O Governo deve vários milhões de euros ao Hospital da Prelada, no Porto, pela atividade prestada para o SNS. O valor está em atraso há cinco meses, segundo informações do setor financeiro do hospital.

O acordo de cooperação entre a Administração Central do Sistema de Saúde (ACSS) e a Santa Casa da Misericórdia do Porto (SCMP), que gere a unidade, terminou no final de outubro e ainda não foi renovado. A iminente renovação não ocorreu até ao momento.

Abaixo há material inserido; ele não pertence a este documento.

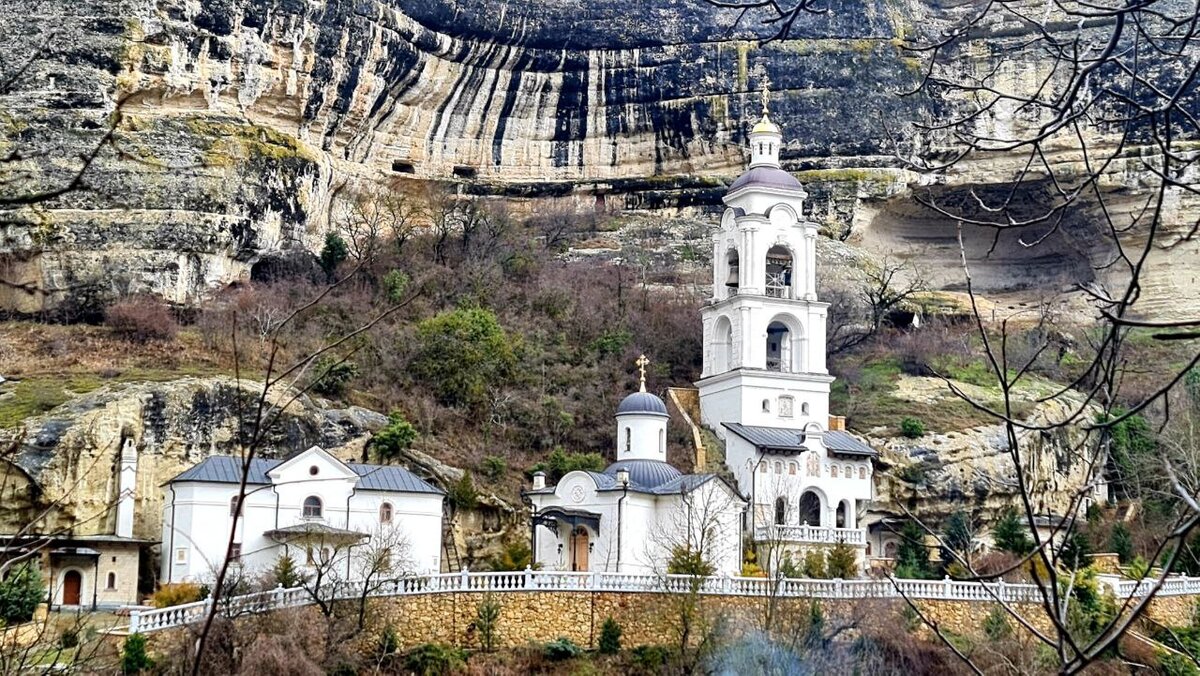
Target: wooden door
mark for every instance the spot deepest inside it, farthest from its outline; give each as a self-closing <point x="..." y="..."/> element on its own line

Segundo a ACSS, a ausência de autorização do Conselho de Ministros atrasou a conclusão do processo, deixando o hospital sem a viabilidade de receber novos pagamentos sob esse regime. A gestão pública aponta para entraves institucionais.

Este atraso financeiro está a criar constrangimentos de tesouraria no hospital, que assegura milhares de consultas, cirurgias, exames e tratamentos para utentes do SNS. O Prelada tem também o Centro de Atendimento Clínico, inaugurado em agosto de 2024.

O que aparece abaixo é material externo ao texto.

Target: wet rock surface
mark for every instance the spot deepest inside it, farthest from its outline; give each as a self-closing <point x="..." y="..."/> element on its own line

Impacto financeiro e funcionamento

A indefinição contrasta com o papel do hospital no SNS, que continua a prestar serviços essenciais à população, incluindo apoio a consultas e procedimentos de urgência. A instituição mantém operações, apesar das limitações de pagamento.

A situação é acompanhada pela ACSS e pela SCMP, que negociam a renovação do acordo para assegurar fluxos de caixa estáveis e o financiamento contínuo das atividades hospitalares, sem interrupções no atendimento. A divulgação é feita pelo PÚBLICO.